During the ten-day period and especially on Vinayaka Chaturthi day, elaborate rituals and worships are done in dedication to the deity. These start with the pranapratishtha ritual that involves bringing life to the idol. After this, the shhodashopachara ritual is performed featuring 16 different ways of paying one’s respects to Ganesha. This includes bathing the idols with clean water and smearing red sandalwood paste on them followed by decorating them with red or yellow flowers.
Devotees also chant several Ganesha mantras and recite Vedic hymns from sacred texts such as the Ganesh Upanishad. The worship ends with an arti in honour of the lord.
The lord is said to be a food lover and is especially fond of modaks and other sweets. Therefore, special offerings known as bhog comprising 21 modaks and ladoos along with coconut and jaggery are offered as prasad to Ganesha on this day. The modaks are made of rice flour along with poppy seeds, coconut, cardamom, jaggery and cashews.
As per legends, Lord Ganesha was created by Maa Parvati from clay in human form. Once she was done with the creation, she breathed life into the idol and asked the boy to stand guard at the entrance to the palace while she had her bath and to not let anyone in. Lord Shiva was away at that time and when he returned, Ganesha refused Him admission. This angered Shiva who was not allowed to enter His own abode and He immediately chopped the lad’s head.
Parvati came just in time to see the chopped head. Her grief and anger no bounds and she immediately took the form of Goddess Kali and threatened Shiva that the whole world would be destroyed by Her. In order to calm her, Shiva immediately sent His followers to bring Him the head of the first living creature they saw. This happened to be an elephant with one tusk. The followers immediately beheaded the elephant and took the head to Lord Shiva.
The lord immediately placed the head over the torso of the boy and brought him to life again. This calmed Goddess Parvati and Shiva made Ganapati the head of His followers. All the Gods, in turn, showered their blessings on Ganesha.
One interesting and unique tradition observed on Ganesha Chaturthi is that no one dares to sight the moon on this day. There is an interesting tale about why this so. Lord Ganesha was once on His way back to His abode at night from a devotee’s house. He was very pleased with His follower’s devotion that He ate all the sweets offered to Him. As He was on His way back, He accidentally stumbled on something and fell down.
The moon was quite amused and found the whole episode quite funny. He started laughing loudly and started making comments about the lord’s pot belly. This angered Ganesha and He decided to punish the moon to make him humble and polite. He cursed the moon saying that no one would ever look up at it from that day. Anyone who did so would have to face repercussions of being dishonoured by society and falsely accused of stealing.
This curse upset the moon and its arrogance rudeness and arrogance disappeared in no time. The moon pleaded with the lord and asked Him for forgiveness.
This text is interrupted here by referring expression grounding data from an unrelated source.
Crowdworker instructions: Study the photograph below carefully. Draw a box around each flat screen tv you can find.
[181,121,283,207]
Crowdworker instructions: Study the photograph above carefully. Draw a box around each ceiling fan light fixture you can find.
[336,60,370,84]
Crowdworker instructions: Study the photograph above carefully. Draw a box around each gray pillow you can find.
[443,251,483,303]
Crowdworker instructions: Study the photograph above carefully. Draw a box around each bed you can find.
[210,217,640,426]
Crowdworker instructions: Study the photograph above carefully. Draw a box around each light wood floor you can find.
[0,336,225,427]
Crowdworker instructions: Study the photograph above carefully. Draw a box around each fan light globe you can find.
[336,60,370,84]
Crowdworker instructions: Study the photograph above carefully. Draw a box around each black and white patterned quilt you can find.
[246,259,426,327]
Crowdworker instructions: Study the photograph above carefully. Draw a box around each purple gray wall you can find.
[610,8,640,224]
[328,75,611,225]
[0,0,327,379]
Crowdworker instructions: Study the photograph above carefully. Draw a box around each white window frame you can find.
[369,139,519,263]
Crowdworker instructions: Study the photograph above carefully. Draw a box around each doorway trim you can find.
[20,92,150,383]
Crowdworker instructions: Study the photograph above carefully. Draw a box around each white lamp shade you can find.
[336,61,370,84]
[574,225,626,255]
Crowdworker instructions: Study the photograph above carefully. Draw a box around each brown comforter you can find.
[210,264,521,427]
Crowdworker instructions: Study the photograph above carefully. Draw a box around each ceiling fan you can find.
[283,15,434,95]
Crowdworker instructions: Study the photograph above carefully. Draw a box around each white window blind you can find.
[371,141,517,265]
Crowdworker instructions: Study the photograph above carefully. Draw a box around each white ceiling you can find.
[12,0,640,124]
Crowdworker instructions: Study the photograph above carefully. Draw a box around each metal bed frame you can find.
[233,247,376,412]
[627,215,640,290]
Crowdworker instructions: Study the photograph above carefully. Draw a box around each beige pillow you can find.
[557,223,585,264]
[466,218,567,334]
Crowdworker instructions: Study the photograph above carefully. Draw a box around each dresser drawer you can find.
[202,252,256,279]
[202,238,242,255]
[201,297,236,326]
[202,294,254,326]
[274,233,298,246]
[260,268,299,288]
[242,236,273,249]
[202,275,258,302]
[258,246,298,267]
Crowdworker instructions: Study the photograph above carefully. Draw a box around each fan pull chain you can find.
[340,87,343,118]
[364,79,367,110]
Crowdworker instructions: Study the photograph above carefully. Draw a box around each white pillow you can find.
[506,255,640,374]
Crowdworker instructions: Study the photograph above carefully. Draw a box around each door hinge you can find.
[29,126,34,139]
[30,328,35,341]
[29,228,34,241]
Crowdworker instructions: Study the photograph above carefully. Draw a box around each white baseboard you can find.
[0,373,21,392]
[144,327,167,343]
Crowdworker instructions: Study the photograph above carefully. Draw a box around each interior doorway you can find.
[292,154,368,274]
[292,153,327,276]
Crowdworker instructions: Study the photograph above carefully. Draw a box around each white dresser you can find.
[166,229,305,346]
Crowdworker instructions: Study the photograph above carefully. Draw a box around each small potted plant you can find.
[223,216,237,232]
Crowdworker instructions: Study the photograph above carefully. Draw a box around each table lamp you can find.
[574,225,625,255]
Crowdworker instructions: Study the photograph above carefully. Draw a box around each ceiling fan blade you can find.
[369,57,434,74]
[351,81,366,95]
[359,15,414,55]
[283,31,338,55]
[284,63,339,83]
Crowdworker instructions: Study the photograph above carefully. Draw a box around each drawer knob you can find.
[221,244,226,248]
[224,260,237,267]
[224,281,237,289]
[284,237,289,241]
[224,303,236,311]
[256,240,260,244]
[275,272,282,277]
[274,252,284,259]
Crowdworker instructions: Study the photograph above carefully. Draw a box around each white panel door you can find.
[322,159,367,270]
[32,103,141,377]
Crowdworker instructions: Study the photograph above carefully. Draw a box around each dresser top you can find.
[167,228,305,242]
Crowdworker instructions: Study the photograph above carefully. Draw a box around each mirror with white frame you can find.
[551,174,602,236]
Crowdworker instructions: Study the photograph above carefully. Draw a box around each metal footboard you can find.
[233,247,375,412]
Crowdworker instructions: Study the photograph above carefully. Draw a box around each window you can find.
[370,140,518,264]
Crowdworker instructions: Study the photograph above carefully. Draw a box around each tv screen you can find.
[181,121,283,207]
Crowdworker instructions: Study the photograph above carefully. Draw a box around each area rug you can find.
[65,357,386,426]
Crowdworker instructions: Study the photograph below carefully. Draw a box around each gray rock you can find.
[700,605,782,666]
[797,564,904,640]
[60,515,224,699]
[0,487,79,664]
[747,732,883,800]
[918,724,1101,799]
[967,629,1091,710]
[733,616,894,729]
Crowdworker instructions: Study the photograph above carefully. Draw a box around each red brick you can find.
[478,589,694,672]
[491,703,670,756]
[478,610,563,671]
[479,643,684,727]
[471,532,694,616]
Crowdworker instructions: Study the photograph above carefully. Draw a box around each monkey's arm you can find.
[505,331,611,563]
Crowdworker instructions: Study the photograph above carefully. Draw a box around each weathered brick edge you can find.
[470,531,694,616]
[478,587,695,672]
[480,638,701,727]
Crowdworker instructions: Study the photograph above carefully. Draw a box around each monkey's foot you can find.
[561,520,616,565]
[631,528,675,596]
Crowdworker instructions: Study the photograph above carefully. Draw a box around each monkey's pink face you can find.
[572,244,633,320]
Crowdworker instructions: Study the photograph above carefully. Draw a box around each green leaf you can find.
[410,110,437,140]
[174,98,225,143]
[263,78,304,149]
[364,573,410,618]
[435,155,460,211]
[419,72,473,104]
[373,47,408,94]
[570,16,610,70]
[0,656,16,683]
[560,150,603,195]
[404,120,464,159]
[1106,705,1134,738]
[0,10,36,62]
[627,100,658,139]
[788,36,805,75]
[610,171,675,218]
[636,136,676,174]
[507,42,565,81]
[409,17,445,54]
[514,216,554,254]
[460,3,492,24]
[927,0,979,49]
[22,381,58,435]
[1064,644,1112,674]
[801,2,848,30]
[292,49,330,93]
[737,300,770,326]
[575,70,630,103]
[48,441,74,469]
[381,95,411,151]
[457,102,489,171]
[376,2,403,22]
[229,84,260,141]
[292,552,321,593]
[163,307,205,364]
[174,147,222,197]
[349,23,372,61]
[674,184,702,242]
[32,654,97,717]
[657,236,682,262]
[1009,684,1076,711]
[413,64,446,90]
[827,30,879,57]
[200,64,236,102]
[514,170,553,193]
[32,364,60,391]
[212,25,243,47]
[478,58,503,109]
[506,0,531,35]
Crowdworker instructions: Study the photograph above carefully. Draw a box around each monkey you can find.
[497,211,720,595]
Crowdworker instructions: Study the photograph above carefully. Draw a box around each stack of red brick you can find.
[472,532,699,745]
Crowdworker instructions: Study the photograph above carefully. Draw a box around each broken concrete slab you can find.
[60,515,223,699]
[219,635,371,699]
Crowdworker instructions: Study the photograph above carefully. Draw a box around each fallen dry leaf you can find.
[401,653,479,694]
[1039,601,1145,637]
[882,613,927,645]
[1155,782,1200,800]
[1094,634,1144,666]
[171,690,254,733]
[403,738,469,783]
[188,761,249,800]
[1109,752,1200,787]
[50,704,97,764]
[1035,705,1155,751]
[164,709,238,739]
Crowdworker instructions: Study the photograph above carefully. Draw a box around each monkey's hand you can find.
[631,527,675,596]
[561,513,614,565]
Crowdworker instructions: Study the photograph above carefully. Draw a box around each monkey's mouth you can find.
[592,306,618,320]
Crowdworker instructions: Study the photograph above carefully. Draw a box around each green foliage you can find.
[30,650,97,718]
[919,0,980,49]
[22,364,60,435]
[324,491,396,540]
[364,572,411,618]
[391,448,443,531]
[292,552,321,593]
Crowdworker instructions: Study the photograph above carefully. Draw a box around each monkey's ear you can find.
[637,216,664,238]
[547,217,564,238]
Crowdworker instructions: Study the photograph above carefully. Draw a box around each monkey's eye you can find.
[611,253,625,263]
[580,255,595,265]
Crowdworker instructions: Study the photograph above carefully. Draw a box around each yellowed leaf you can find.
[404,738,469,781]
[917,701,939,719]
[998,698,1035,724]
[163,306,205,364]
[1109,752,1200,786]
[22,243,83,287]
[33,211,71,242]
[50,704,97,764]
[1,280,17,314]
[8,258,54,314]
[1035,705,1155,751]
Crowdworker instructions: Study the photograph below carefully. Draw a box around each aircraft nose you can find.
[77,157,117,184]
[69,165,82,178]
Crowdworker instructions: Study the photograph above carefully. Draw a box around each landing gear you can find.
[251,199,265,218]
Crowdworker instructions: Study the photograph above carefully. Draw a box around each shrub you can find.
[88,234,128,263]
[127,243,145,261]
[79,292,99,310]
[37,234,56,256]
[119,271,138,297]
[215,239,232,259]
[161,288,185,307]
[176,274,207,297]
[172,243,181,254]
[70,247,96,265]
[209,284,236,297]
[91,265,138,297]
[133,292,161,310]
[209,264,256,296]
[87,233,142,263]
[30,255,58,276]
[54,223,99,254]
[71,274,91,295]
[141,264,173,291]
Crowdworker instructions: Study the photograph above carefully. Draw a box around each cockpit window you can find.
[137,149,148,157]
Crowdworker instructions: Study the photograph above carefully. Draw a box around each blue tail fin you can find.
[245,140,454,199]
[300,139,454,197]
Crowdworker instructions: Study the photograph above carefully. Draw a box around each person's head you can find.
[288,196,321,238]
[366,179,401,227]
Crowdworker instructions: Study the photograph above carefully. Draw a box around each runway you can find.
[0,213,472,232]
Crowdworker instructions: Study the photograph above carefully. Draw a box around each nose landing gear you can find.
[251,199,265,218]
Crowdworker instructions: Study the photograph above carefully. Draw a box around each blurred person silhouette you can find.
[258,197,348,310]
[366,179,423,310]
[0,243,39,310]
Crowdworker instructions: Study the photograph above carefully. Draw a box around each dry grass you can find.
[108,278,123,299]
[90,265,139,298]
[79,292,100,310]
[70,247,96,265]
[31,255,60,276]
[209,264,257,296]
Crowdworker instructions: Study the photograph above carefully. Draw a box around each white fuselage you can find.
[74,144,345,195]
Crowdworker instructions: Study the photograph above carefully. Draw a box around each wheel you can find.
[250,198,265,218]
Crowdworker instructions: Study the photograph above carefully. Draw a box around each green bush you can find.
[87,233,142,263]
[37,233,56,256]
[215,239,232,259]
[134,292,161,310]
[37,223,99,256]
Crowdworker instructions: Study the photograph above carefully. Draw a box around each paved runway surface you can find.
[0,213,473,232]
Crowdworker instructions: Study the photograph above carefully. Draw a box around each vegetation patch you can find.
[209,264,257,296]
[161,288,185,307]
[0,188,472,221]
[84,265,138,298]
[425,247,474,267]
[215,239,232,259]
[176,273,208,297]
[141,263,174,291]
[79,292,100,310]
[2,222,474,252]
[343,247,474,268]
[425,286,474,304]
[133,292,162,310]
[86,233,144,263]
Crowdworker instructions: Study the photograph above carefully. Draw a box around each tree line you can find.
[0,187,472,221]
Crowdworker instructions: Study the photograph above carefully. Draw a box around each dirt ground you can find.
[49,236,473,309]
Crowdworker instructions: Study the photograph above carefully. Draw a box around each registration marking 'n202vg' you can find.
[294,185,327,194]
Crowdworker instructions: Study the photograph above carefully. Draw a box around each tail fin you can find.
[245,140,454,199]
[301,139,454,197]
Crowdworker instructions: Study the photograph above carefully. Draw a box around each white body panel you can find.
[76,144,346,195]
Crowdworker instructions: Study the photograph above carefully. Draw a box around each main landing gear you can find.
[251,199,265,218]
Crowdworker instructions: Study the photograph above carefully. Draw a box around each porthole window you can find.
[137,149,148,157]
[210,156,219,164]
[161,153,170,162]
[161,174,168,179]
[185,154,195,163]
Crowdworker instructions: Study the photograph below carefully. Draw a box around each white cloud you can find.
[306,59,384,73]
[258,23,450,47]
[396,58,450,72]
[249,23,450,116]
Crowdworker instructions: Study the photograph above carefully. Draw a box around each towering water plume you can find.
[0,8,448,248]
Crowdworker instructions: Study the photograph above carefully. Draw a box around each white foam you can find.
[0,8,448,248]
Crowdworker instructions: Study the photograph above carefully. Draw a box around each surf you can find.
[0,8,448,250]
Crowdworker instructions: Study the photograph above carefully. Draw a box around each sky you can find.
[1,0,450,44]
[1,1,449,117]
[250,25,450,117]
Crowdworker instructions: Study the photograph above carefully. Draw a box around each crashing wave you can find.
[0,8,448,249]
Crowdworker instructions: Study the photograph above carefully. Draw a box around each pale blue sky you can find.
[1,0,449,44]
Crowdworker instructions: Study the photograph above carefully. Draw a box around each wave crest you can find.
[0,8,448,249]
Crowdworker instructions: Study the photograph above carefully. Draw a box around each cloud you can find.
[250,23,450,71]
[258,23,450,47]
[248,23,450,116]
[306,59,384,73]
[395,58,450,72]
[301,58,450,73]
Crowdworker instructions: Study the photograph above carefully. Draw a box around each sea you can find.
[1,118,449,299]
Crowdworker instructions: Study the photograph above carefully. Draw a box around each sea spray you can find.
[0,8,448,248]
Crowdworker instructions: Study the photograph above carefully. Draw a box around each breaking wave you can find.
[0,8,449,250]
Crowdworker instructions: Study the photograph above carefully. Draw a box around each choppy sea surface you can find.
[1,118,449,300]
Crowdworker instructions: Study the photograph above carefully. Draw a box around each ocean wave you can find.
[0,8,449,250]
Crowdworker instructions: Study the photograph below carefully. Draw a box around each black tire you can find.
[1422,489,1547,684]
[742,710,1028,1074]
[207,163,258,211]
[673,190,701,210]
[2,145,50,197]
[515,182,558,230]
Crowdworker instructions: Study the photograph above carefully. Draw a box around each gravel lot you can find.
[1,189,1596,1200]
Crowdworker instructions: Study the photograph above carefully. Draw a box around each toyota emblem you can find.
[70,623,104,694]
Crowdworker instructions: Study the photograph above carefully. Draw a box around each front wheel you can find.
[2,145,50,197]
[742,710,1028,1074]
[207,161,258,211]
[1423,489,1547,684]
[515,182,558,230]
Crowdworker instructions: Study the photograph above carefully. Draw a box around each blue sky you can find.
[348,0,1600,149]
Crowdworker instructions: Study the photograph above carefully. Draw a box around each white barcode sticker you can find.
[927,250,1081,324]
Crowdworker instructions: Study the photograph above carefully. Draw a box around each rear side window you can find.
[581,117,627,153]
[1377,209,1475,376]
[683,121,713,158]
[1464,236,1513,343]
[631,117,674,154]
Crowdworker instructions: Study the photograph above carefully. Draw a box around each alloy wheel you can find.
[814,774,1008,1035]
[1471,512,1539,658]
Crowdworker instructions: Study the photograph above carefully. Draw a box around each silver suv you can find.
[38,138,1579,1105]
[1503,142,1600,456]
After a lot of pleadings, Ganesha calmed down and withdrew the curse partly with one condition. The curse would still take effect but only on the day of Ganesha Chaturthi. It is said that Lord Krishna once sighted the moon accidentally on Vinayaka Chaturthi and was falsely of stealing the precious Syamantaka gem.
Over the years, Vinayaka Chaturti celebrations have become popular outside the country as well. Hindus living in various parts of the world also engage themselves in celebrating this festival.